O ex-primeiro-ministro Mari Alkatiri chefia uma delegação designada pelo presidente José Ramos-Horta para uma missão de bons ofícios.
O antigo primeiro-ministro timorense, cuja governação decorreu de Maio de 2002 a Junho de 2006, declarou ontem, em Lisboa, que Díli pretende colocar ao serviço da Guiné a sua experiência no campo da delimitação de fronteiras e do melhor aproveitamento possível dos recursos petrolíferos, comuns aos dois países.
"Não é estranho eu seguir quarta-feira para Bissau como enviado especial de Timor-Leste. É normal noutros países, designadamente os de tradição anglo-saxónica, recorrer-se ao chefe da oposição para determinadas missões. Oponho-me ao Governo e não ao Estado", explicou o secretário-geral da Fretilin, antes de ser recebido pelo ministro português dos Negócios Estrangeiros, Luís Amado, como delegado de Ramos-Horta para a questão guineense.

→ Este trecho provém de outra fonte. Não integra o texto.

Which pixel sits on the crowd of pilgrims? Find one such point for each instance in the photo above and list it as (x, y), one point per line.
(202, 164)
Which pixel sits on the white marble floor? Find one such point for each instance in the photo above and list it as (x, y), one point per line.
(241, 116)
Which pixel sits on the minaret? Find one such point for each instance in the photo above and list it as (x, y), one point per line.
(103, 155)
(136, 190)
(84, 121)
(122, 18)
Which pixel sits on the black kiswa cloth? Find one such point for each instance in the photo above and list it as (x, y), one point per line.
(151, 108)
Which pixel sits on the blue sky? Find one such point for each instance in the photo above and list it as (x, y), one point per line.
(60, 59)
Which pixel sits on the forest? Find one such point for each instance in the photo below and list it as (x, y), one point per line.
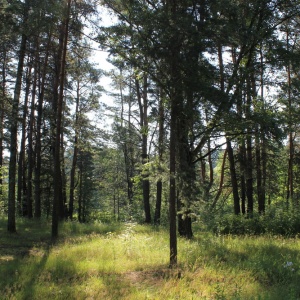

"Primeiro tinha aceite encarregar-me do dossier do mar de Timor, mas como no Governo levantaram problemas a escolha ficou sem efeito. Mas desta vez tenho uma base de apoio forte, como é necessário para que se tenha legitimidade. Houve unanimidade na minha escolha para enviado especial à Guiné", acrescentou Alkatiri. Durante as próximas semanas tenciona pôr ao serviço dos guineenses a sua experiência de coabitação com a comunidade internacional.
"É preciso saber como lidar com todos, consolidar e estabilizar um país. É preciso ter a coragem de aceitar os desafios; e nós ainda não sofremos com a crise internacional, dada a nossa vivência no processo negocial", disse Alkatiri. Em seu entender, as experiências timorenses na definição de fronteiras e no aproveitamento dos recursos petrolíferos poderão ser úteis à Guiné, que tem lençóis de hidrocarbonetos tanto no mar como em terra. Há um grande potencial para a indústria petrolífera na Guiné. Para além das velhas jazidas do Norte, na área das fronteiras tanto marítimas como terrestres com o Senegal, apareceram nesta última década potencialidades mais a sul, que estão a ser estudadas pela empresa britânica Premier Oil.
O offshore guineense está profundamente subaproveitado. Até há poucos anos, poucas pessoas tinham ouvido falar dos blocos que a empresa nacional de combustíveis, a Petroguin, abriu à licitação de interesses internacionais, como os da Premier: áreas marítimas com milhares de km2 e em que as terras mais próximas são o arquipélago das Bijagós e a ilha de Bolama. O petróleo poderá vir a ser uma nova fonte de rendimentos para o país, que até agora vive sobretudo da agricultura e da pesca. "Conheço bem os PALOP e a Guiné-Bissau é um caso único. Ao partir da base de dois Estados com um mesmo partido a geri-los, o PAIGC, ia ser difícil. Cabo Verde ainda teve a sorte de poder contar com os seus quadros, com os seus recursos humanos; mas na Guiné foram crises atrás de crises, até se atingir o pico com o assassínio do chefe do Estado-Maior e do Presidente Nino Vieira", expôs. "Não acredito que vá continuar a viver neste círculo vicioso. São precisas reformas; é necessária uma ajuda internacional do tipo Plano Marshall", prosseguiu Alkatiri, que numa primeira fase vai estar dez dias em Bissau, acompanhado pelo antigo ministro Roque Rodrigues e por mais três elementos.
"O sonho de Amílcar Cabral foi genial, mas creio que, se continuasse vivo, não seria nunca chefe de nenhum dos Estados por cuja independência lutou. Ficaria só como chefe do partido. É sempre muito difícil a passagem de um período revolucionário para o da gestão do Estado", concluiu.